Safran in China: the advantages of training

The CFM training center in Chengdu (a 50/50 Safran/GE joint-venture) completes the Group’s network in China, boosts its credibility there and showcases Safran expertise.

The CFM training center in Chengdu recently welcomed its 10,000th trainee, and hosted the first borescope inspection competition (‘borescope inspections' involve inspecting engines with micro-cameras) this September. This CAAC (Civil Aviation Administration of China) competition will allow participating Chinese airlines to benchmark their technicians' expertise. And the venue was no coincidence: it mirrors the trust that Safran has earned with its Chinese partners.

This center has four full-time instructors and trains Chinese airline technicians and supervisors year round. The courses last five days on average and include two days in workshops. It has established an outstanding reputation and the CAFUC (Civil Aviation Flight University of China) uses it as a showcase (besides overseeing it). Several prominent politicians, and celebrities including actor Jackie Chan and even Miss World have visited the team!

A training center in China
This rocketing success was not easy to imagine back in the early 1990s, when Safran started training staff from Chinese airlines that used CFM56 engines to power their aircraft. Flying trainees to training centers in Cincinnati (USA) or Montereau (France) proved impractical, and the travel costs and language barriers soon prompted companies to send managers rather than operational staff. That in turn led to the decision to open a training center in China. Talks began in 1992, the parties reached an agreement in 1994, and the training center opened in November 1996. CFM seconded the general manager and chief instructor until 2001, when local employees replaced them.

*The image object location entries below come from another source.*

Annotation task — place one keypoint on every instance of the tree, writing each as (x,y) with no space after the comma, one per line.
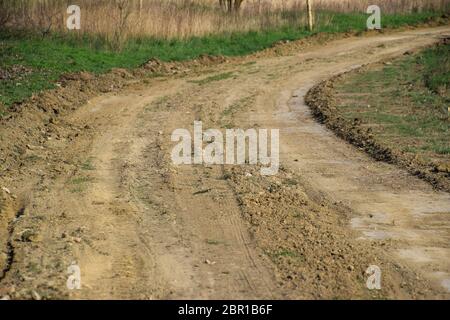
(231,5)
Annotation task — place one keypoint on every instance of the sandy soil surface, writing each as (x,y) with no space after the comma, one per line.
(94,186)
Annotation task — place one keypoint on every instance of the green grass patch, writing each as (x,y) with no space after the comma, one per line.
(217,77)
(405,103)
(49,57)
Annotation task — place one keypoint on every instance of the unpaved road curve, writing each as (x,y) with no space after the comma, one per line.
(143,228)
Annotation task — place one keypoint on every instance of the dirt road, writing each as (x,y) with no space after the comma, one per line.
(102,193)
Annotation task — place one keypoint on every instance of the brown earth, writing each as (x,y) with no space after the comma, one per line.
(324,103)
(89,180)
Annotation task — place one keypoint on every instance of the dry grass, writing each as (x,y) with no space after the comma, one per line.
(119,19)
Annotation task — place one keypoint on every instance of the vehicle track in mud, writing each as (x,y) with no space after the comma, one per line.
(110,200)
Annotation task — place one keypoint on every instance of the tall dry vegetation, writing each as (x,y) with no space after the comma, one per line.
(118,19)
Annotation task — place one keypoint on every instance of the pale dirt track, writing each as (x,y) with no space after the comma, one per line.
(141,230)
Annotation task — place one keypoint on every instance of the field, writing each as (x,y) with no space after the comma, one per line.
(134,152)
(37,49)
(397,111)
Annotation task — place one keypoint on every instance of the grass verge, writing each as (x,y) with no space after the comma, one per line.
(31,63)
(397,111)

A stepping stone for the long term
"Chengdu is our third CFM training center worldwide, and it is bolstering Safran's strategy in China on two fronts," explains Snecma (Safran) China Operations General Manager Olivier Laroche. "First of all, our Chinese partners want us to establish a local presence for the long run. This is a very down-to-earth sign that we are serious about doing exactly that. Now that we have reassured them of that, it will help us to sell engines, because now they know they will get quality maintenance services. The other big advantage is that this center has slashed training costs – in France and China."

The Chengdu training center completes the Group's CFM operation in China, which encompasses a sales team, airport-based technical crews, spare engine rental services, a spare parts shop, a repair center and a customer support center available 24/7. All these advantages should place Safran among the first companies to enjoy the expected rapid growth in air transport in this part of the world.